Background and Aim: We previously found in db/db mice that glucokinase haploinsufficiency reduces excessive glucose signaling in beta-cells and optimizes intracellular metabolic patterns, thereby preserving pancreatic beta-cell function and mass, ultimately improving glucose tolerance. In the present study, we investigated the effect of glucokinase haploinsufficiency on beta-cell function and mass in high-fat, high-sucrose diet (HFHS)-fed mice. Method: Four-week-old male wild-type (Gck+/+) and glucokinase haploinsufficient (Gck+/−) mice were fed normal chow (NC) or HFHS. Blood glucose levels were measured, and glucose tolerance, glucose-stimulated insulin secretion (GSIS), and pancreatic beta-cell mass were evaluated over time (16, 40, and 60 weeks of age). Results: At 16 weeks of age, no difference was found in glucose tolerance between NC and HFHS feeding in both Gck+/+ and Gck+/− mice. At 40 weeks of age, Gck+/+ HFHS-fed mice exhibited increases in GSIS and beta-cell mass versus Gck+/+ NC-fed mice (7.0 ± 1.2 mg vs. 3.3 ± 1.6 mg; P < 0.01), and glucose tolerance was preserved. Conversely, Gck+/− HFHS-fed mice displayed no increase in beta-cell mass (4.1 ± 0.5 mg vs. 3.9 ± 1.5 mg), a slight increase in GSIS, and worsening of glucose tolerance compared with Gck+/− NC-fed mice. At 60 weeks of age, Gck+/+ HFHS-fed mice displayed further increases in beta-cell mass (14.7 ± 2.0 mg) and GSIS with no worsening of glucose tolerance.

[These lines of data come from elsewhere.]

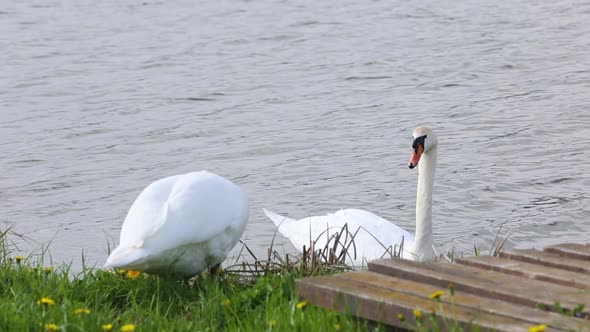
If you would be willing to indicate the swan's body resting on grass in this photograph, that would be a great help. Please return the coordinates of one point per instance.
(375, 234)
(180, 225)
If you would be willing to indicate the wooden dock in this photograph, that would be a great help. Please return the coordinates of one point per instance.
(512, 292)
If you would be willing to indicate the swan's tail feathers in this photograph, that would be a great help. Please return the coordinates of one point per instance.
(277, 219)
(124, 258)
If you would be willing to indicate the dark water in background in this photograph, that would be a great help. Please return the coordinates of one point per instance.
(308, 105)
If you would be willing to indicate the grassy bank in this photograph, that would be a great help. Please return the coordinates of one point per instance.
(37, 297)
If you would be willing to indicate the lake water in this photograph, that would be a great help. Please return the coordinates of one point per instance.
(308, 105)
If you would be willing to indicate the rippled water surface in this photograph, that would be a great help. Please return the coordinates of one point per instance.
(308, 105)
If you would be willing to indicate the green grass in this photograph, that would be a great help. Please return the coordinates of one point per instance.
(205, 303)
(265, 300)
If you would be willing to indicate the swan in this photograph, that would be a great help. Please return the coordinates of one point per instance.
(180, 225)
(376, 234)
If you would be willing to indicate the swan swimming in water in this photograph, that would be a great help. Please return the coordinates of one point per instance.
(180, 225)
(376, 234)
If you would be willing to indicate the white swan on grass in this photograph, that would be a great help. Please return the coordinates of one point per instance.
(375, 235)
(180, 225)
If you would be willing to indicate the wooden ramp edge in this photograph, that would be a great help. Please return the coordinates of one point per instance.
(497, 293)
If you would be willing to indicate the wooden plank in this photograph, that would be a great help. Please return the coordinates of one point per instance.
(573, 250)
(382, 305)
(529, 270)
(485, 283)
(547, 259)
(490, 306)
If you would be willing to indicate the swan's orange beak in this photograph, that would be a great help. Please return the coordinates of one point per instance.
(415, 157)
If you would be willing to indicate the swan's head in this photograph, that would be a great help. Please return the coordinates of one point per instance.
(424, 141)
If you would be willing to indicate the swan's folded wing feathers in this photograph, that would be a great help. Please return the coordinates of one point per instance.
(147, 212)
(200, 206)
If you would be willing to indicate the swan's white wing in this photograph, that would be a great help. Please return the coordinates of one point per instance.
(373, 235)
(147, 212)
(184, 209)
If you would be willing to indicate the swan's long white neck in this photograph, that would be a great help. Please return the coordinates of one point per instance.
(423, 243)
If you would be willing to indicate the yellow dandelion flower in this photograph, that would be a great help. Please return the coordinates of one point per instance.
(46, 301)
(302, 304)
(128, 328)
(51, 327)
(451, 289)
(80, 311)
(436, 295)
(417, 313)
(537, 328)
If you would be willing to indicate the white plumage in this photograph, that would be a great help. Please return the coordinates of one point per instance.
(181, 225)
(376, 236)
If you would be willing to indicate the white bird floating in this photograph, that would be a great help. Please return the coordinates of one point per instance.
(180, 225)
(375, 237)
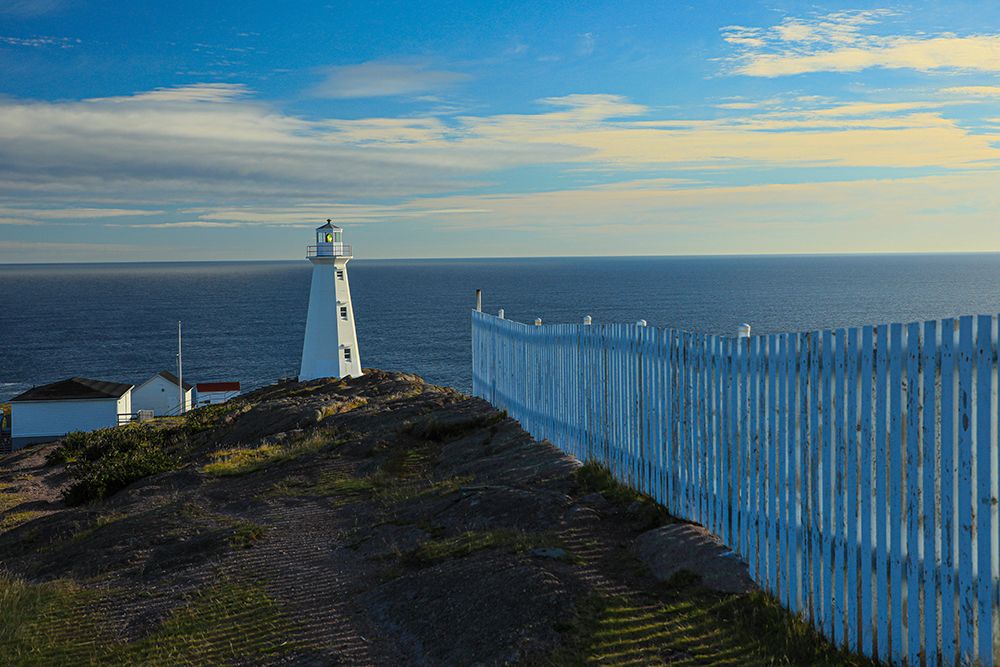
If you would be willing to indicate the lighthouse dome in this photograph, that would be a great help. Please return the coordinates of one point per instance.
(329, 233)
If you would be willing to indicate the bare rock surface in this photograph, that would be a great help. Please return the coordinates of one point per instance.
(683, 547)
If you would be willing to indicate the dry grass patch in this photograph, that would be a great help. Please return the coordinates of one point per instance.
(243, 460)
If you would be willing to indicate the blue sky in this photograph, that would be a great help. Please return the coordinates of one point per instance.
(227, 130)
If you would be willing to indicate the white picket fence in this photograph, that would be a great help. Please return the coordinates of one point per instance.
(854, 470)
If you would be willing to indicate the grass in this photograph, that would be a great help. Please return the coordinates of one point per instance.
(594, 477)
(100, 522)
(225, 624)
(692, 626)
(436, 430)
(383, 486)
(334, 484)
(101, 463)
(244, 460)
(210, 416)
(15, 519)
(340, 407)
(458, 546)
(57, 623)
(246, 534)
(47, 624)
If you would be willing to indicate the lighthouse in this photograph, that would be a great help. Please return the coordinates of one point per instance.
(330, 348)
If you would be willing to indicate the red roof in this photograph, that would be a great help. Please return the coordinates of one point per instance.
(218, 386)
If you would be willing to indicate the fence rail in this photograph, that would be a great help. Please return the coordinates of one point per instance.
(854, 470)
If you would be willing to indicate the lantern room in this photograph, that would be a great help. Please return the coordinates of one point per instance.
(329, 242)
(329, 233)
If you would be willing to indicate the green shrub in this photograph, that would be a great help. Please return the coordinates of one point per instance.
(101, 463)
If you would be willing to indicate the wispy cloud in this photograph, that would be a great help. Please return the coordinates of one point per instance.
(843, 42)
(197, 92)
(39, 42)
(384, 79)
(973, 91)
(30, 8)
(230, 161)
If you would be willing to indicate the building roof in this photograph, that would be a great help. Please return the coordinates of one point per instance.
(218, 386)
(74, 389)
(172, 379)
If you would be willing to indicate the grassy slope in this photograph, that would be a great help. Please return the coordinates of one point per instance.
(624, 619)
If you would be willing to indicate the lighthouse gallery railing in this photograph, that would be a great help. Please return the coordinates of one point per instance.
(854, 470)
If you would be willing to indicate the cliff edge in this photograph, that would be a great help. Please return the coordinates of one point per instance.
(378, 520)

In Gck+/− HFHS-fed mice, beta-cell mass (5.5 ± 1.4 mg) and GSIS were partially increased, and no further worsening of glucose tolerance was observed after 40 weeks of age. Conclusion: Gck+/− mice fed HFHS displayed insufficient increases in beta-cell mass and GSIS, resulting in worsening of glucose tolerance. In the longer term, however, these mice did not exhibit subsequent declines in beta-cell mass and GSIS nor progressive worsening of glucose tolerance unlike the non-compensatory phase in people with type 2 diabetes.